Shift in cash crops as macadamia farming takes root in Nakuru County
For countless years, maize and potatoes farming has been a major source of income for thousands of farmers in Nakuru County.
However, macadamia is the cash crop of the moment for many farmers in Solai village within Rongai Sub-County.
The revival of the crop is coming at a time when fortunes of Kenya’s traditional cash crops namely coffee and tea are dwindling.
Riding on renewed interest in the macadamia nuts venture the County Government has set aside Sh5 million for purchase of planting material with Governor Lee Kinyanjui announcing that the devolved unit’s department of agriculture had already distributed 14,000 macadamia seedlings to help farmers diversify their incomes.
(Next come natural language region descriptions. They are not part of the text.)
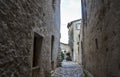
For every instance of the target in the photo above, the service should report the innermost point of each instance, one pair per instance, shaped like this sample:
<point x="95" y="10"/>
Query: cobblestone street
<point x="68" y="69"/>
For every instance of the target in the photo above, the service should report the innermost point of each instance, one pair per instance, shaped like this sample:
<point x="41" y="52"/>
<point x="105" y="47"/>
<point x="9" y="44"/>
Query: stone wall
<point x="20" y="20"/>
<point x="101" y="37"/>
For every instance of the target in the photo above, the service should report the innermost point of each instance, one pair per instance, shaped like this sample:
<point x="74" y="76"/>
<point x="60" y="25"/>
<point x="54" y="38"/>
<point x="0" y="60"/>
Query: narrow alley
<point x="68" y="69"/>
<point x="31" y="33"/>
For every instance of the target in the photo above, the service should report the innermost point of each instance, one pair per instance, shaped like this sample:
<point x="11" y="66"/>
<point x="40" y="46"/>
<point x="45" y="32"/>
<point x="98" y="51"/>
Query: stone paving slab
<point x="68" y="69"/>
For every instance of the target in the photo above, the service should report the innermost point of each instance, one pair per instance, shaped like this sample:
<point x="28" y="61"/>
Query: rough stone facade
<point x="29" y="30"/>
<point x="73" y="33"/>
<point x="101" y="19"/>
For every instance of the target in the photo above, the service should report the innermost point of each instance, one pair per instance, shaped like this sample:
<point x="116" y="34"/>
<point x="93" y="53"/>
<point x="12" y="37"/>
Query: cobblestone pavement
<point x="68" y="69"/>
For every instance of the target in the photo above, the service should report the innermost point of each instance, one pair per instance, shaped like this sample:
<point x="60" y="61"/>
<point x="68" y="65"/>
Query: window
<point x="37" y="46"/>
<point x="52" y="46"/>
<point x="78" y="26"/>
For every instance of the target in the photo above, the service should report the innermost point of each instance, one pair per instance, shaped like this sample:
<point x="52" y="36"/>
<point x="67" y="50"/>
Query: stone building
<point x="101" y="44"/>
<point x="29" y="37"/>
<point x="73" y="33"/>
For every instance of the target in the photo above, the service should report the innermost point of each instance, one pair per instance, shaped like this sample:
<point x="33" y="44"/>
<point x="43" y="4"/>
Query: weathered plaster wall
<point x="102" y="37"/>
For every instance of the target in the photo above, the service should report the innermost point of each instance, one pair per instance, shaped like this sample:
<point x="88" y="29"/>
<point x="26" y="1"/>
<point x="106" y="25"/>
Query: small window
<point x="78" y="26"/>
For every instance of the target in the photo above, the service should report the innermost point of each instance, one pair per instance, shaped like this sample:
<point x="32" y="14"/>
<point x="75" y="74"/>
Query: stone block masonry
<point x="101" y="37"/>
<point x="26" y="30"/>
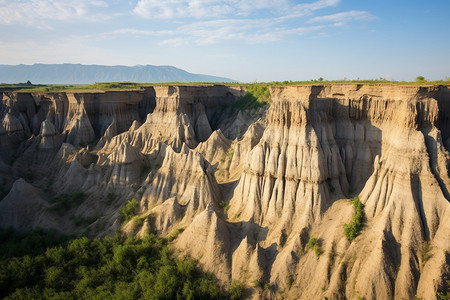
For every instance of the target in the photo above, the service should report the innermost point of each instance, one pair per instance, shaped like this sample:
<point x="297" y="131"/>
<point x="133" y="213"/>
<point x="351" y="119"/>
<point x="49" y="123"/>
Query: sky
<point x="246" y="40"/>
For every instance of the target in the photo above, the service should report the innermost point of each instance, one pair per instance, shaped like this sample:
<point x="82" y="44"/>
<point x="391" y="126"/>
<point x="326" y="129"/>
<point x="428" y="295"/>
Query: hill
<point x="84" y="74"/>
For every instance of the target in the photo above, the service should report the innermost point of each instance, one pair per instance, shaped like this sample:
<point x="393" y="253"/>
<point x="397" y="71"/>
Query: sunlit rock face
<point x="259" y="195"/>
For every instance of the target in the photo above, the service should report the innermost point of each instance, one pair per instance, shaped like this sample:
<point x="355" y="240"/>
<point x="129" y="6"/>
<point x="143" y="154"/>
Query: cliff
<point x="257" y="195"/>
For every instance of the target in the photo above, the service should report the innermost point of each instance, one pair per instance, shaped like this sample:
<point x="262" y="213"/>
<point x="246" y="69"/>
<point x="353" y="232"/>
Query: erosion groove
<point x="246" y="190"/>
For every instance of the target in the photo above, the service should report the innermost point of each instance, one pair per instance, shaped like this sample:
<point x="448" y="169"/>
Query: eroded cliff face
<point x="249" y="188"/>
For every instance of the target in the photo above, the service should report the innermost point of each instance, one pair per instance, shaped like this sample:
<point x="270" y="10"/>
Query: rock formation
<point x="257" y="195"/>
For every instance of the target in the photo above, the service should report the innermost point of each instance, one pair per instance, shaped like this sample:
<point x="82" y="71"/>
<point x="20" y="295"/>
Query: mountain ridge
<point x="69" y="73"/>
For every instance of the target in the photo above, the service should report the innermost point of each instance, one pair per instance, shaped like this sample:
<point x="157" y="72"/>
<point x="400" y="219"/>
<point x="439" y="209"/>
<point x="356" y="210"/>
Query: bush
<point x="257" y="95"/>
<point x="109" y="268"/>
<point x="313" y="244"/>
<point x="353" y="229"/>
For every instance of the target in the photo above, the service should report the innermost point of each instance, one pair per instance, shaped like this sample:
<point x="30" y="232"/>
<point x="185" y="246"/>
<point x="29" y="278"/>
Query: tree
<point x="420" y="79"/>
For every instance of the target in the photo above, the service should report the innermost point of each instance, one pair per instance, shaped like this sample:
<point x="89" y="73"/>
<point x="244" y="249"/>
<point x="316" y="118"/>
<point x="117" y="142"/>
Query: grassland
<point x="256" y="86"/>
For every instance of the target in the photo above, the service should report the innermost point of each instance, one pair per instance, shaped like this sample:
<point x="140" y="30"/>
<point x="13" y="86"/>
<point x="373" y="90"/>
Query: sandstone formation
<point x="257" y="195"/>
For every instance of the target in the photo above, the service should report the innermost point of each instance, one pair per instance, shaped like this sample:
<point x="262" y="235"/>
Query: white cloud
<point x="343" y="17"/>
<point x="156" y="9"/>
<point x="39" y="12"/>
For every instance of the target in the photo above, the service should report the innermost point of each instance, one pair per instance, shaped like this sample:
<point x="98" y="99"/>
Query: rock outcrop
<point x="257" y="195"/>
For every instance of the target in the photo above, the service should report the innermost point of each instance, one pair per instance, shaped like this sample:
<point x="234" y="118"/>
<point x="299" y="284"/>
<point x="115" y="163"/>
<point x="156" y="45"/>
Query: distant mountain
<point x="84" y="74"/>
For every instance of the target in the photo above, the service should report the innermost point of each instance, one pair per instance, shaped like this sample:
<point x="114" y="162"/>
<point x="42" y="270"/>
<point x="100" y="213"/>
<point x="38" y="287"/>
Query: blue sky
<point x="247" y="40"/>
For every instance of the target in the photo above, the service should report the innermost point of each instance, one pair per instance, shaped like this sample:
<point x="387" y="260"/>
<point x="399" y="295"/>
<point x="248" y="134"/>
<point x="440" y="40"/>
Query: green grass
<point x="313" y="244"/>
<point x="35" y="266"/>
<point x="353" y="229"/>
<point x="258" y="90"/>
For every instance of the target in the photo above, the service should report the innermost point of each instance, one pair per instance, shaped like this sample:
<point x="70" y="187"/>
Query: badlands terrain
<point x="329" y="191"/>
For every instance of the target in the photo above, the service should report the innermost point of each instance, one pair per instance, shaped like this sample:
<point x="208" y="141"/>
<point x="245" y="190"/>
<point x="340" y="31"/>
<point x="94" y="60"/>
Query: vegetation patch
<point x="353" y="229"/>
<point x="225" y="205"/>
<point x="38" y="265"/>
<point x="257" y="96"/>
<point x="314" y="244"/>
<point x="175" y="234"/>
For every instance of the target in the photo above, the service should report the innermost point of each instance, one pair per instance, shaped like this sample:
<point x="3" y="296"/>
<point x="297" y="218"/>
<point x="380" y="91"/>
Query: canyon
<point x="261" y="194"/>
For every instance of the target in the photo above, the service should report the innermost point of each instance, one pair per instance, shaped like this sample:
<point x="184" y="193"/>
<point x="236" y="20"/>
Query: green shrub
<point x="353" y="229"/>
<point x="129" y="211"/>
<point x="109" y="268"/>
<point x="313" y="244"/>
<point x="257" y="95"/>
<point x="175" y="234"/>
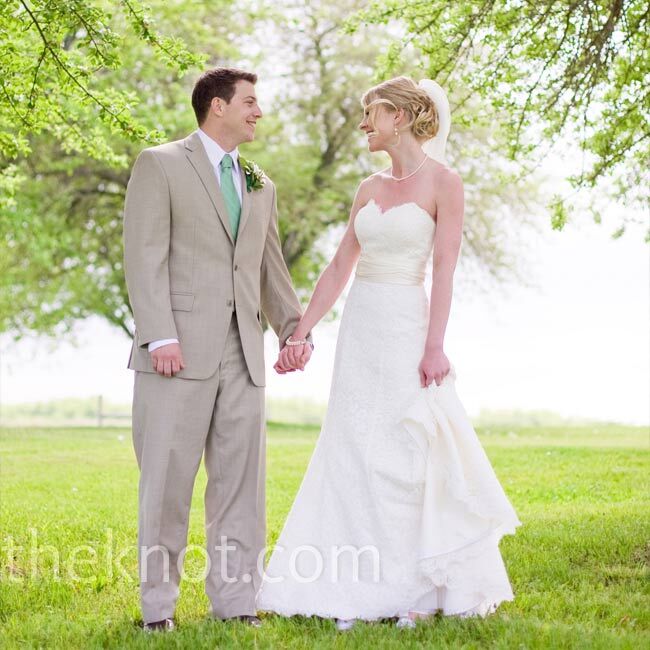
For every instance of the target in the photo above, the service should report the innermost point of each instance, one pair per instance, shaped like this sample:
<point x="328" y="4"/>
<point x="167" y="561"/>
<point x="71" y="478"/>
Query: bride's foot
<point x="343" y="624"/>
<point x="405" y="622"/>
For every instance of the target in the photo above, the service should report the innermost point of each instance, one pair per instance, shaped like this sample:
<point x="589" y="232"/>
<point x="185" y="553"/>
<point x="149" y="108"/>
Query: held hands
<point x="167" y="360"/>
<point x="434" y="366"/>
<point x="292" y="357"/>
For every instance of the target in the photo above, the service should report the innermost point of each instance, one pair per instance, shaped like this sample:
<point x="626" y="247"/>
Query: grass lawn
<point x="579" y="565"/>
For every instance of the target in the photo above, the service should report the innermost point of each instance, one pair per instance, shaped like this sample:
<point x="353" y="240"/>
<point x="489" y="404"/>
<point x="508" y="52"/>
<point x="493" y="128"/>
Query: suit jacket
<point x="184" y="273"/>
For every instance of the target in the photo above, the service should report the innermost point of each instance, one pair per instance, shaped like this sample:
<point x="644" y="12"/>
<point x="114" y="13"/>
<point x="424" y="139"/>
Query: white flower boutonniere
<point x="255" y="177"/>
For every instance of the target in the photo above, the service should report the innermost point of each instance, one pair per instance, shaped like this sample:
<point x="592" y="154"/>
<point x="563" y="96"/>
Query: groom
<point x="202" y="259"/>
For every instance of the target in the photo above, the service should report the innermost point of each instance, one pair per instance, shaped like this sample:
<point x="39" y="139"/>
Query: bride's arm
<point x="448" y="238"/>
<point x="336" y="274"/>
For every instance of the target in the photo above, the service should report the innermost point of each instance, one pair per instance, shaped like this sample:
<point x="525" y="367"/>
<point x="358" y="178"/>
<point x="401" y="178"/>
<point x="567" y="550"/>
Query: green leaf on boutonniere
<point x="253" y="173"/>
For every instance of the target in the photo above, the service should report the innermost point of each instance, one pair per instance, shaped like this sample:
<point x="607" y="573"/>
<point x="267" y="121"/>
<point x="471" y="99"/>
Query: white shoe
<point x="166" y="625"/>
<point x="343" y="625"/>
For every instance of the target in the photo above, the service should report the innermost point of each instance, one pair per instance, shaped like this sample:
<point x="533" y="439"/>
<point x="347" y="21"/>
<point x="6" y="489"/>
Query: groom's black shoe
<point x="253" y="621"/>
<point x="166" y="625"/>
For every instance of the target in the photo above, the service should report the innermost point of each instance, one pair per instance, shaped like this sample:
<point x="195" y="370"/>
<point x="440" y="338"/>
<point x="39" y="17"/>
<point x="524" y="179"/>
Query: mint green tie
<point x="230" y="195"/>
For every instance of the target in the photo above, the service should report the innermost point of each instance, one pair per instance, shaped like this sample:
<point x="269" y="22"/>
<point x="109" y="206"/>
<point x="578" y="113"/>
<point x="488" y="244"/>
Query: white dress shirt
<point x="215" y="156"/>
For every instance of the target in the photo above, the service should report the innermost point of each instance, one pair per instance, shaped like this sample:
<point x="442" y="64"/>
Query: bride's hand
<point x="282" y="365"/>
<point x="434" y="367"/>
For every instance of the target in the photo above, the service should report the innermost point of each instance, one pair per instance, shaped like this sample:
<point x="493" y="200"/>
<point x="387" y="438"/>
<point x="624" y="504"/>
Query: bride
<point x="399" y="513"/>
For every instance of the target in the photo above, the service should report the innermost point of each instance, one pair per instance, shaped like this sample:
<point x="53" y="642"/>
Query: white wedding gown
<point x="397" y="468"/>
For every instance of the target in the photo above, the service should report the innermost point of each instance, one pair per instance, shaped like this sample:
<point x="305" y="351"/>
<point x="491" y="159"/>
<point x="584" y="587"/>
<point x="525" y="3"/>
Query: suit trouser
<point x="174" y="422"/>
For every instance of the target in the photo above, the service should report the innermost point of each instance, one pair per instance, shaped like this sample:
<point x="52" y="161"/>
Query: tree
<point x="311" y="145"/>
<point x="61" y="242"/>
<point x="61" y="234"/>
<point x="51" y="54"/>
<point x="571" y="68"/>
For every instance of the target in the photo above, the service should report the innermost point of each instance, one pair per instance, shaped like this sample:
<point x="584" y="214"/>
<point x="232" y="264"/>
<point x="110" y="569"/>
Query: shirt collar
<point x="216" y="153"/>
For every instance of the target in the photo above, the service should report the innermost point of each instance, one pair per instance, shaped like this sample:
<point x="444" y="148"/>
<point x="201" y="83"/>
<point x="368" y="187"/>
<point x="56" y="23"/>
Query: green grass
<point x="579" y="565"/>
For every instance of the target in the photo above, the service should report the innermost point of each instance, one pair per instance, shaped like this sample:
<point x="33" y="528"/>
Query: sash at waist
<point x="389" y="272"/>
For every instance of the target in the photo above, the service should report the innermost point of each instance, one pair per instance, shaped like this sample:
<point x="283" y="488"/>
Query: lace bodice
<point x="395" y="244"/>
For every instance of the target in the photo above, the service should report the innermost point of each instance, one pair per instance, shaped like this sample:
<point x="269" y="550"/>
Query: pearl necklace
<point x="413" y="173"/>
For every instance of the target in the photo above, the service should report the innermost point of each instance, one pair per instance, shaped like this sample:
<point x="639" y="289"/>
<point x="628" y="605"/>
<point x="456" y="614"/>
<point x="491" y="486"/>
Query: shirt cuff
<point x="158" y="344"/>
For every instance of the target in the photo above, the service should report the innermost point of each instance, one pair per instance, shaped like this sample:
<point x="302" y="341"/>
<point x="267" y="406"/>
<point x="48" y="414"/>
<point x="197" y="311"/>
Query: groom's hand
<point x="297" y="356"/>
<point x="167" y="360"/>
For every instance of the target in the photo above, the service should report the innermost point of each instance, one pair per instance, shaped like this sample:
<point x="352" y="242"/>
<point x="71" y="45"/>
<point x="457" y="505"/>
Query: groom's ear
<point x="216" y="106"/>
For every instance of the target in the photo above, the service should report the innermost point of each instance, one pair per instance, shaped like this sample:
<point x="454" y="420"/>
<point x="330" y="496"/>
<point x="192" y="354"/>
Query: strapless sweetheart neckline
<point x="395" y="207"/>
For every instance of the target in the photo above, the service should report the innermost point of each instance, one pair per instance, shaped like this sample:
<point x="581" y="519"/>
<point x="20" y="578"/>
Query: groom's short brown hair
<point x="218" y="82"/>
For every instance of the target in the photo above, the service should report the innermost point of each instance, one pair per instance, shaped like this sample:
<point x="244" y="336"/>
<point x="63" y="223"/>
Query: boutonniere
<point x="253" y="173"/>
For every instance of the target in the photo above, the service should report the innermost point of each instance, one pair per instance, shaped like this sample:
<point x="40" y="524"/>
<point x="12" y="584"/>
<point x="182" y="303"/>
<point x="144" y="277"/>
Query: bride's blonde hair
<point x="404" y="93"/>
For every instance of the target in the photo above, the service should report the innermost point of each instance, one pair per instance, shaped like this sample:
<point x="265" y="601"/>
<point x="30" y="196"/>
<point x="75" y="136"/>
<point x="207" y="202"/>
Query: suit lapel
<point x="246" y="203"/>
<point x="199" y="160"/>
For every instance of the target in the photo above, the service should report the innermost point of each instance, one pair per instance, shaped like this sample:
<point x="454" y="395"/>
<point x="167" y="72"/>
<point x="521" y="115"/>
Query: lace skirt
<point x="399" y="509"/>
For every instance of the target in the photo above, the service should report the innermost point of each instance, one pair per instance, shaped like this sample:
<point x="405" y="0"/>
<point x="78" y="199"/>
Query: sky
<point x="577" y="343"/>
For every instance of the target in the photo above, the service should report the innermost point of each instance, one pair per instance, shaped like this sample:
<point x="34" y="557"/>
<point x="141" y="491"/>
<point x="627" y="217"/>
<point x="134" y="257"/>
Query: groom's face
<point x="240" y="115"/>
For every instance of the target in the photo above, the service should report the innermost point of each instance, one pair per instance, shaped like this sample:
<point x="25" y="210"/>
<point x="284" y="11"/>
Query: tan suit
<point x="188" y="279"/>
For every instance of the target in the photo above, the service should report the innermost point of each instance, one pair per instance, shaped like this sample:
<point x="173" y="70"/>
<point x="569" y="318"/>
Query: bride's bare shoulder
<point x="443" y="174"/>
<point x="368" y="188"/>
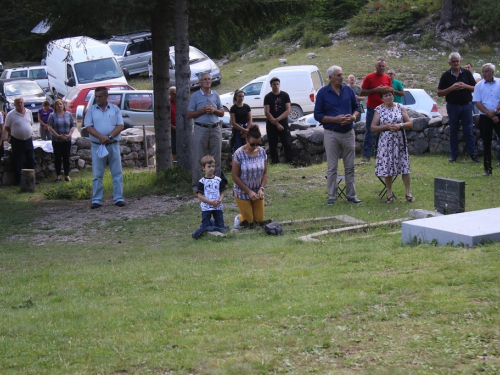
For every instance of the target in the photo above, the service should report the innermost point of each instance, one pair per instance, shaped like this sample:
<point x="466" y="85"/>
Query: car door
<point x="254" y="98"/>
<point x="137" y="110"/>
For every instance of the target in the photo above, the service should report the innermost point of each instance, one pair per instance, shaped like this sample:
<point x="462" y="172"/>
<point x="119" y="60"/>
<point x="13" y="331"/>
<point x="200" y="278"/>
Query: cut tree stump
<point x="28" y="180"/>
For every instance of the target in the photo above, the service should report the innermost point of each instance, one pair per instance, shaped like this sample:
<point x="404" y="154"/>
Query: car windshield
<point x="194" y="56"/>
<point x="23" y="88"/>
<point x="97" y="70"/>
<point x="118" y="49"/>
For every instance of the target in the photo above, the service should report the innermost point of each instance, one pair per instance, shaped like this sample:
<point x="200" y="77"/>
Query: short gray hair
<point x="454" y="54"/>
<point x="489" y="65"/>
<point x="332" y="69"/>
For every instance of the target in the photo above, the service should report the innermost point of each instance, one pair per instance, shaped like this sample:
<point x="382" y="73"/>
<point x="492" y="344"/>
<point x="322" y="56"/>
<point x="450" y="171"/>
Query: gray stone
<point x="466" y="229"/>
<point x="449" y="195"/>
<point x="419" y="124"/>
<point x="423" y="214"/>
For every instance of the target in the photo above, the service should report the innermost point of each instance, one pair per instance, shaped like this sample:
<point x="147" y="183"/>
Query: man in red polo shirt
<point x="370" y="87"/>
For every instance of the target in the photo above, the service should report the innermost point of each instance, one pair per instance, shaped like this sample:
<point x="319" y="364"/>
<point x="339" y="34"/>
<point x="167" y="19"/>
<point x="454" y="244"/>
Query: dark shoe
<point x="354" y="200"/>
<point x="410" y="198"/>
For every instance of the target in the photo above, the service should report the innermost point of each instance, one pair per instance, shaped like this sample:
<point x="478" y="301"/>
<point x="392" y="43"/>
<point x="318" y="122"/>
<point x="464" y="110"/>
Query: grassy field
<point x="140" y="296"/>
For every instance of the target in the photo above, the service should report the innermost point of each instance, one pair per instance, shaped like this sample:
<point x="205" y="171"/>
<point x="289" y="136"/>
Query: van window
<point x="19" y="74"/>
<point x="38" y="74"/>
<point x="139" y="102"/>
<point x="253" y="88"/>
<point x="317" y="80"/>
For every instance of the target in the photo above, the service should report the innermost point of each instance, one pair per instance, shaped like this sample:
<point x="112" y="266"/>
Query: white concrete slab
<point x="467" y="228"/>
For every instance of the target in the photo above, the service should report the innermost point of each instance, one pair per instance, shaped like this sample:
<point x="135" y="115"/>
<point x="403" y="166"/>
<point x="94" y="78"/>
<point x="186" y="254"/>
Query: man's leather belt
<point x="207" y="125"/>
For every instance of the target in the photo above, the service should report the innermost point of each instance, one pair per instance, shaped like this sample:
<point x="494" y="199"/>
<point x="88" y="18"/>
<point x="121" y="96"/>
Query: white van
<point x="301" y="82"/>
<point x="80" y="60"/>
<point x="38" y="73"/>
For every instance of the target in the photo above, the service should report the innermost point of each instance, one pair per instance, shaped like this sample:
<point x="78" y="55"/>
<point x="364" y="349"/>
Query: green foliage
<point x="386" y="16"/>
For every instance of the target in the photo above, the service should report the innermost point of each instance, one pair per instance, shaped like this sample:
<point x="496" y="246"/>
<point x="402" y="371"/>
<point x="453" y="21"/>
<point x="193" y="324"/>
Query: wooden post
<point x="28" y="180"/>
<point x="145" y="145"/>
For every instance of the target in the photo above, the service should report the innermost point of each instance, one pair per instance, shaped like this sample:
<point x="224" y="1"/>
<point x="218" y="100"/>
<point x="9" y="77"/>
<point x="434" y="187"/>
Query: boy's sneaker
<point x="237" y="222"/>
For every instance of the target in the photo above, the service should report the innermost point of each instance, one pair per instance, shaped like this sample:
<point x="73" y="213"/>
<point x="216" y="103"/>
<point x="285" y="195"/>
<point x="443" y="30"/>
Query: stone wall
<point x="132" y="152"/>
<point x="427" y="136"/>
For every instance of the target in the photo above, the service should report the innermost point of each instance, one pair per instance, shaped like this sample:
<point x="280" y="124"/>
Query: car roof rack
<point x="130" y="37"/>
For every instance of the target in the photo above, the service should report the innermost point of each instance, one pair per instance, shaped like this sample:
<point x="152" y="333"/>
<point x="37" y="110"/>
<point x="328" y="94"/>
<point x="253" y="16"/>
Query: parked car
<point x="132" y="51"/>
<point x="415" y="99"/>
<point x="38" y="73"/>
<point x="28" y="89"/>
<point x="80" y="95"/>
<point x="90" y="62"/>
<point x="136" y="107"/>
<point x="301" y="82"/>
<point x="198" y="63"/>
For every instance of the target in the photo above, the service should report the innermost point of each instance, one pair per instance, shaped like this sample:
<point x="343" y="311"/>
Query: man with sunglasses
<point x="205" y="108"/>
<point x="457" y="85"/>
<point x="336" y="108"/>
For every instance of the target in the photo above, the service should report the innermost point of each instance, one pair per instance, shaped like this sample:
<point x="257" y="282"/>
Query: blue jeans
<point x="368" y="141"/>
<point x="209" y="225"/>
<point x="462" y="113"/>
<point x="115" y="167"/>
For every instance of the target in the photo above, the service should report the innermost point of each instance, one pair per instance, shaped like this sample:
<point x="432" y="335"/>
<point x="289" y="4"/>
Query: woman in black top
<point x="241" y="118"/>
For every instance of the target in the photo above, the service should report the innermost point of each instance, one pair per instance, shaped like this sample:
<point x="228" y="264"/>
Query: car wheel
<point x="295" y="113"/>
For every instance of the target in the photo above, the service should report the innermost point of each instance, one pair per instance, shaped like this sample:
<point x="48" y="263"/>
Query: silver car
<point x="198" y="63"/>
<point x="132" y="51"/>
<point x="415" y="99"/>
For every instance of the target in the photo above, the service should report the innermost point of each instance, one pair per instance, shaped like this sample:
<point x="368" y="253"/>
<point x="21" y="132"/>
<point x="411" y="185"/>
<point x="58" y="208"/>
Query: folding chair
<point x="384" y="189"/>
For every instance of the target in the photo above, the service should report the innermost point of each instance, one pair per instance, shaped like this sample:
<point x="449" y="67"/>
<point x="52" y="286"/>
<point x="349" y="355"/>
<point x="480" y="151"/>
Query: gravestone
<point x="449" y="195"/>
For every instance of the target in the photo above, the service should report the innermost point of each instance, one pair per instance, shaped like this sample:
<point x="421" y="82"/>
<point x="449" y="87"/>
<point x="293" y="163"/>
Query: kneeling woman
<point x="249" y="171"/>
<point x="391" y="119"/>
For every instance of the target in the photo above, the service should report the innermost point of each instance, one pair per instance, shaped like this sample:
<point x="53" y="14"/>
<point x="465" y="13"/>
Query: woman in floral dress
<point x="391" y="120"/>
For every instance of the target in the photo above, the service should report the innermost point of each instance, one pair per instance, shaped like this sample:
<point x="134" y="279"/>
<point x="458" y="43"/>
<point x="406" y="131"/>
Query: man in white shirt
<point x="19" y="127"/>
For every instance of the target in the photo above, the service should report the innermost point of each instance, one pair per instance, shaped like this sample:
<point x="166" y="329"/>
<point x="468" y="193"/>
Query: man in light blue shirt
<point x="104" y="124"/>
<point x="487" y="98"/>
<point x="205" y="108"/>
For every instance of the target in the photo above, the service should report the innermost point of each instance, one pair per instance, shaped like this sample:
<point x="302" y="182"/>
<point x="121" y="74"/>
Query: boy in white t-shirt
<point x="211" y="194"/>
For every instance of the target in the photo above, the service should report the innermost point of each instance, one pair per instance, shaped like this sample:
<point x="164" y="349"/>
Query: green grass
<point x="141" y="296"/>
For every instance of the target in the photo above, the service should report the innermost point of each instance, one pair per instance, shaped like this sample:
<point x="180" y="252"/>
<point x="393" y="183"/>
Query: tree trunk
<point x="182" y="76"/>
<point x="446" y="13"/>
<point x="160" y="31"/>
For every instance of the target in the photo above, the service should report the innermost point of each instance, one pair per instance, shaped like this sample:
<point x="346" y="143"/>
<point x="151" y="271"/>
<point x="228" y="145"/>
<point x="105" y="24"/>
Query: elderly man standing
<point x="205" y="108"/>
<point x="457" y="85"/>
<point x="487" y="98"/>
<point x="104" y="124"/>
<point x="370" y="87"/>
<point x="19" y="126"/>
<point x="336" y="108"/>
<point x="397" y="85"/>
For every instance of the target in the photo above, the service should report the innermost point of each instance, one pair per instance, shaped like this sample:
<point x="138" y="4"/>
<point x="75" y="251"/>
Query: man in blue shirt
<point x="104" y="124"/>
<point x="336" y="108"/>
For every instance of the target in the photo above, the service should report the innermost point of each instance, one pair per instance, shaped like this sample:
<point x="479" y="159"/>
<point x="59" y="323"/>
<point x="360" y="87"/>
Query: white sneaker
<point x="237" y="221"/>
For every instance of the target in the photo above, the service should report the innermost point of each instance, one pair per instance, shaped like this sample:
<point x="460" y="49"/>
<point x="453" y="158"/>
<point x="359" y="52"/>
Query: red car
<point x="81" y="94"/>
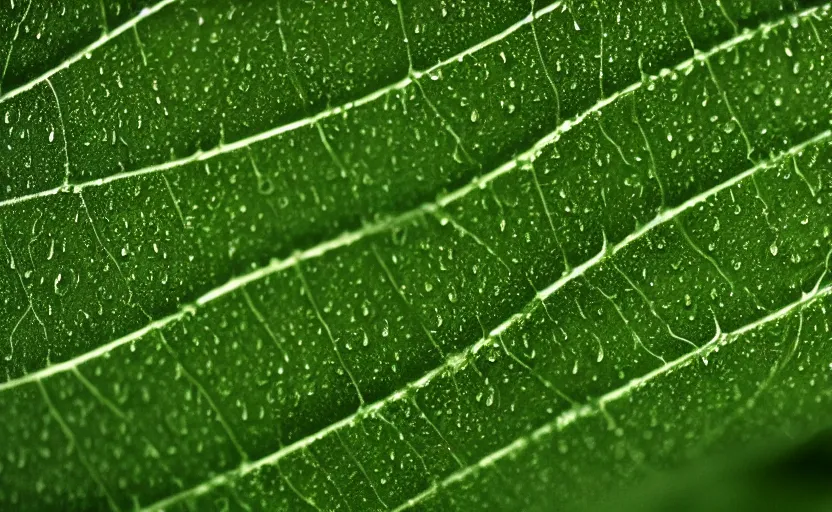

Speaking after touring 13 macadamia farms in the sub-county, Kinyanjui noted that macadamia farming was a lucrative business and directed agricultural officers to enhance extension services.
“A farmer can harvest up to three tonnes of macadamia nuts per acre with a production cost lower than that of cash crops like tea and coffee.
We will provide farmers with technical assistance and inputs to see that they get good income by integrating macadamia and other crops,” said the governor.
He was accompanied by his wife Elizabeth Kinyanjui, Deputy Governor Dr Eric Korir and County Executive Committee Member for Agriculture, Livestock and Fisheries Dr. Immaculate Maina.
The governor noted that a macadamia tree can yield an average of 70 kilos of nuts per season, with a kilo selling for Sh200.
The county government estimates Nakuru’s nut production potential at over 20,000 metric tonnes, which it aims to achieve by distributing the free seedlings. A macadamia tree takes around four years to mature.
Kinyanjui observed that Macadamia was highly tolerant against harsh weather, pests and diseases making it a better option for farmers in Kenya amid the uncontrolled effects of climate change.
He stated that a macadamia tree had a long lifespan unless affected by a disease like powdery mildew at flowering stage which causes deflowering and poor quality of little nuts produced. Macadamia nuts can be eaten raw or processed into cooking fat.
Kenya is the third top producer of macadamia in the world after South Africa and Australia.
According to Agriculture and Food Authority (AFA) Kenya’s macadamia production has more than doubled in the past years as interest in the crop surges, from 11,000 tonnes in 2009 to over 50,000 currently. At least 30 firms process the nuts, which is before export.